QualcommのSnapdragonはどこへ向かうのか 鍵を握る「車載システム」への領域拡大
ITmedia Mobile / 2024年12月14日 6時5分
Investor Day 2024でのAmon氏のプレゼンテーション。5つの注力分野の現状と見通しを説明する
2023年にアナウンスされ、対応PCの出荷が2024年5月にスタートした新CPUコア「Oryon(オライオン)」搭載の「Snapdragon X Elite/Plus」だが、2024年10月に開催されたSnapdragon Summitでは、この技術をモバイル向けSoCに応用した第2世代のOryonコアを搭載した「Snapdragon 8 Elite」が発表されている。詳細については既報の通りだが、ここで注目すべきなのは同じSoCを異なる分野にそのまま横展開するのではなく、適時最適化を行った形で少しずつ浸透させるよう動いている点にある。
この新しいモバイル向けSoCについて興味深いのは、昨今のユースケースを想定して内部構造を大きくブラッシュアップしていることだ。例えばCPUコアに関してだけ見れば、スマートフォンのようなモバイル環境ではPCとは異なり、バックグラウンドタスクが少ないため、基本的に一番“表”に出てきているフォアグラウンドのアプリの動作に注力していればよかった。
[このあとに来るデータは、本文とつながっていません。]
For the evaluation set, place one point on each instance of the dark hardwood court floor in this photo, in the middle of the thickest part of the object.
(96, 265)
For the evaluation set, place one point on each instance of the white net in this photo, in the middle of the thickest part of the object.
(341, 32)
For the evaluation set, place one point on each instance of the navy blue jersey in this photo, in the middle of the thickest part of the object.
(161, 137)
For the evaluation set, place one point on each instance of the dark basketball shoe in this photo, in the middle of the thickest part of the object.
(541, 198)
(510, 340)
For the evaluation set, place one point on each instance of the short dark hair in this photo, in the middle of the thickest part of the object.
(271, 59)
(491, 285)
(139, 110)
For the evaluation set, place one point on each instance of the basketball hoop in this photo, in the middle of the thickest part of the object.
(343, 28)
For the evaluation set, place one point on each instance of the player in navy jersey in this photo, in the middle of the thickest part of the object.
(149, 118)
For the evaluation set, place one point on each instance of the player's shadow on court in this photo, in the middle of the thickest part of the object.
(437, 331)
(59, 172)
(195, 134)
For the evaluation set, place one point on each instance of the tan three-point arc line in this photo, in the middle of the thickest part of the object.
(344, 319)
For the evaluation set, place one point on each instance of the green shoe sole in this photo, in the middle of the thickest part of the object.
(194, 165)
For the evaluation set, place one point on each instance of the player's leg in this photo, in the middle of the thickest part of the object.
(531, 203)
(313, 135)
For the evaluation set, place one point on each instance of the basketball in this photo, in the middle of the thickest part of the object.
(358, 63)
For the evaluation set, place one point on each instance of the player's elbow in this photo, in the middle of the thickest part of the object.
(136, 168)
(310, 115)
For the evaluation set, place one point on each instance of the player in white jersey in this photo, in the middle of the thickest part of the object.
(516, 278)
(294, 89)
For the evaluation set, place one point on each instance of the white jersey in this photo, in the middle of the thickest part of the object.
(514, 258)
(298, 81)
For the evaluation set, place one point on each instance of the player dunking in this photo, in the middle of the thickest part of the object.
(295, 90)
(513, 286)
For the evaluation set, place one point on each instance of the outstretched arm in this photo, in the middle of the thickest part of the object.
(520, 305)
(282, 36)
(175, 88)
そのため、SoCのCPU部分では1つの強力なPrimeコアを配置し、残りはその補助を行うPerformanceコアと、普段使いでの低消費電力動作を想定したEfficiencyコアを複数並べるといった手法が近年では取られることが多かった。
一方でSnapdragon 8 EliteではPrimeコアが2つに、それを補助すべく従来よりも性能強化されたPerformanceコアを複数並べ、Efficiencyコアの代替としている。よりパフォーマンス寄りとなっているのは、ゲームを中心にCPUパワーを多く利用するアプリが増えつつある現状を考慮したものだ。
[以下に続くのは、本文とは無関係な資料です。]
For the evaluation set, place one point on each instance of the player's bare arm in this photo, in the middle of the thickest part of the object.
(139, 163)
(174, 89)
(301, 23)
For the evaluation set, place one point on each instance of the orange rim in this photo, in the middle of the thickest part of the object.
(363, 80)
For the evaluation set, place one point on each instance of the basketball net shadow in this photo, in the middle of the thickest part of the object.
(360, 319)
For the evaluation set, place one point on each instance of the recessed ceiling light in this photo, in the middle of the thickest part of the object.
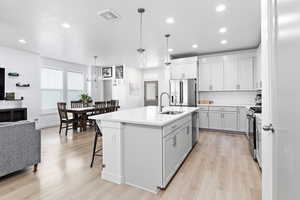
(22, 41)
(170, 20)
(65, 25)
(223, 30)
(224, 42)
(195, 46)
(220, 8)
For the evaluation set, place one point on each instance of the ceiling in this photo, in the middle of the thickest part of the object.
(115, 42)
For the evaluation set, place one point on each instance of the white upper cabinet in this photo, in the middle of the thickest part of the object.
(185, 68)
(257, 71)
(228, 72)
(211, 75)
(245, 74)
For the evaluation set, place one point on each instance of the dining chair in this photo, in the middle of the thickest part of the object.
(64, 118)
(77, 104)
(88, 104)
(109, 106)
(117, 105)
(100, 107)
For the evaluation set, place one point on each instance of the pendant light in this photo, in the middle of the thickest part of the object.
(167, 60)
(141, 50)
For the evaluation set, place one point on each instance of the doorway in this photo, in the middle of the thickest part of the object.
(151, 93)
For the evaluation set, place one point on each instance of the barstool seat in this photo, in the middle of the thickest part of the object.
(96, 152)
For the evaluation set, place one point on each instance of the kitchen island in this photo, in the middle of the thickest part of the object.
(144, 147)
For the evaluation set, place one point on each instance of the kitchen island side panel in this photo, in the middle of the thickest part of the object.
(143, 156)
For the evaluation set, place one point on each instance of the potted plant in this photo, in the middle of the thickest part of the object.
(86, 99)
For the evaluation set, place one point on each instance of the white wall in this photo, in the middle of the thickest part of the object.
(122, 90)
(120, 87)
(27, 65)
(162, 75)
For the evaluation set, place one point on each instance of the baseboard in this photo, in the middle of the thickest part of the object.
(224, 131)
(112, 177)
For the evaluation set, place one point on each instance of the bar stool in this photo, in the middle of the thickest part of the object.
(98, 134)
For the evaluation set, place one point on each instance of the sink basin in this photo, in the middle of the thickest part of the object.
(171, 112)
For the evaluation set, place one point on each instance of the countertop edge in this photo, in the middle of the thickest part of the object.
(176, 117)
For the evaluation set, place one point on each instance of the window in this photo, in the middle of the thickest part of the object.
(75, 85)
(51, 88)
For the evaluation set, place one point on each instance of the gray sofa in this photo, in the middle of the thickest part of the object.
(20, 146)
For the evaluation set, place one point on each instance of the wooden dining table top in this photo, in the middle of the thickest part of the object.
(81, 110)
(85, 109)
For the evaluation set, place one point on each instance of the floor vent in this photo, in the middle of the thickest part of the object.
(108, 15)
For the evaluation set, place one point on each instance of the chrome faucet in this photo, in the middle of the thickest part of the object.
(160, 101)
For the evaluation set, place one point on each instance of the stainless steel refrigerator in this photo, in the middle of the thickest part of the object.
(183, 92)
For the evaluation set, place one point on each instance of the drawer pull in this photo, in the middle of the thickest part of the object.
(174, 141)
(174, 126)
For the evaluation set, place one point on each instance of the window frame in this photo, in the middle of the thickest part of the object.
(64, 89)
(67, 85)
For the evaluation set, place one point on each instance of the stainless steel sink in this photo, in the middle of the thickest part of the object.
(171, 112)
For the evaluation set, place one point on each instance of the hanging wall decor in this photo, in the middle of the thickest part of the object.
(13, 74)
(107, 72)
(119, 72)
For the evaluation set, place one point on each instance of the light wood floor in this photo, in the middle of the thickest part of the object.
(219, 167)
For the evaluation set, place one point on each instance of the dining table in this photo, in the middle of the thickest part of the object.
(80, 116)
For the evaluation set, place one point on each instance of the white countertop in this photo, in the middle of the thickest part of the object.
(258, 115)
(226, 105)
(149, 115)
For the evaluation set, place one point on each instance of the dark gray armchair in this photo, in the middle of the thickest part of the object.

同様に、今後もモバイル端末でのAI活用が進むことを考慮し、AI対応アプリやサービスがより効率的かつ安全に動作するための改良も進んでいる。PC USERにSnapdragonのAI対応について、実際にどのような改良が行われ、最新のAIトレンドをいかに取り込んでいくかについてまとめた。
例えば数年前までのAIといえば画像や音声認識が中心で、2022年以降にコンシューマーの世界でもメジャーになった大規模言語モデル(LLM:Large Language Model)のような生成AIの動作は考慮されていなかった。LLMを実行しやすいようNPUであるHexagonの演算器の構成をそれに最適化する形で強化し、さらにメモリアクセス速度がレスポンスの向上に最も効果的であることから、周辺アーキテクチャを見直すなどの工夫が凝らされている。